|ZFIN ID: ZDB-PUB-151222-10|
Trimethyltin chloride inhibits neuronal cell differentiation in zebrafish embryo neurodevelopment
Kim, J., Kim, C.Y., Song, J., Oh, H., Kim, C.H., Park, J.H.
|Source:||Neurotoxicology and teratology 54: 29-35 (Journal)|
|Registered Authors:||Kim, Cheol-Hee, Park, Jae-Hak|
|Keywords:||Gene expression, Neurotoxicity, Trimethyltin chloride, Zebrafish|
|PubMed:||26687135 Full text @ Neurotoxicol. Teratol.|
Kim, J., Kim, C.Y., Song, J., Oh, H., Kim, C.H., Park, J.H. (2016) Trimethyltin chloride inhibits neuronal cell differentiation in zebrafish embryo neurodevelopment. Neurotoxicology and teratology. 54:29-35.

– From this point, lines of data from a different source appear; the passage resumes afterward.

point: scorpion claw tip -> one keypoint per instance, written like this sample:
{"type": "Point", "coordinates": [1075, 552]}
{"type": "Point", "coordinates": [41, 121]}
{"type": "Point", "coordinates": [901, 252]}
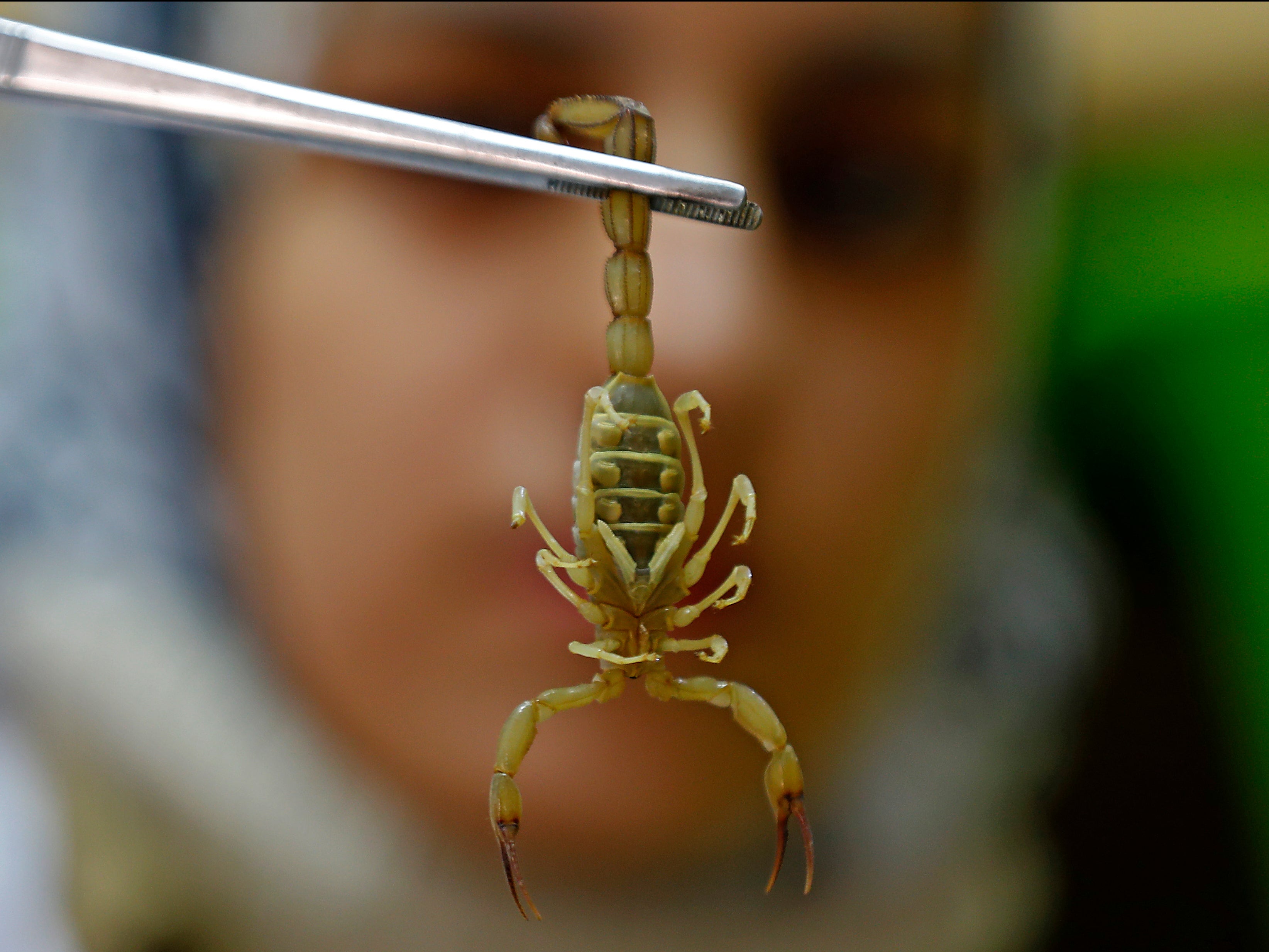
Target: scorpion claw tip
{"type": "Point", "coordinates": [513, 876]}
{"type": "Point", "coordinates": [792, 807]}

ABSTRACTTrimethyltin chloride (TMT) is a neurotoxicant widely present in the aquatic environment, primarily from effluents of the plastic industry. It is known to cause acute neuronal death in the limbic-cerebellar system, particularly in the hippocampus. However, relatively few studies have estimated the effects of TMT toxicity on neurodevelopment. In this study, we confirmed the dose-dependent effects of TMT on neurodevelopmental stages through analysis of morphological changes and fluorescence assays using HuC-GFP and olig2-dsRed transgenic zebrafish embryos. In addition, we analyzed the expression of genes and proteins related to neurodevelopment. Exposure of embryos to TMT for 4days post fertilization (dpf) elicited a concentration-related decrease in body length and increase in axial malformation. TMT affected the fluorescent CNS structure by decreasing pattern of HuC-GFP and olig2-dsRed transgenic zebrafish. In addition, it significantly modulated the expression patterns of Sonic hedgehog a (Shha), Neurogenin1 (Ngn1), Embryonic lethal abnormal vision like protein 3 (Elavl3), and Glial fibrillary acidic protein (Gfap). The overexpression of Shha and Ngn1, and downregulation of Elavl3 and Gfap, indicate repression of proneural cell differentiation. Our study demonstrates that TMT inhibits specific neurodevelopmental stages in zebrafish embryos and suggests a possible mechanism for the toxicity of TMT in vertebrate neurodevelopment.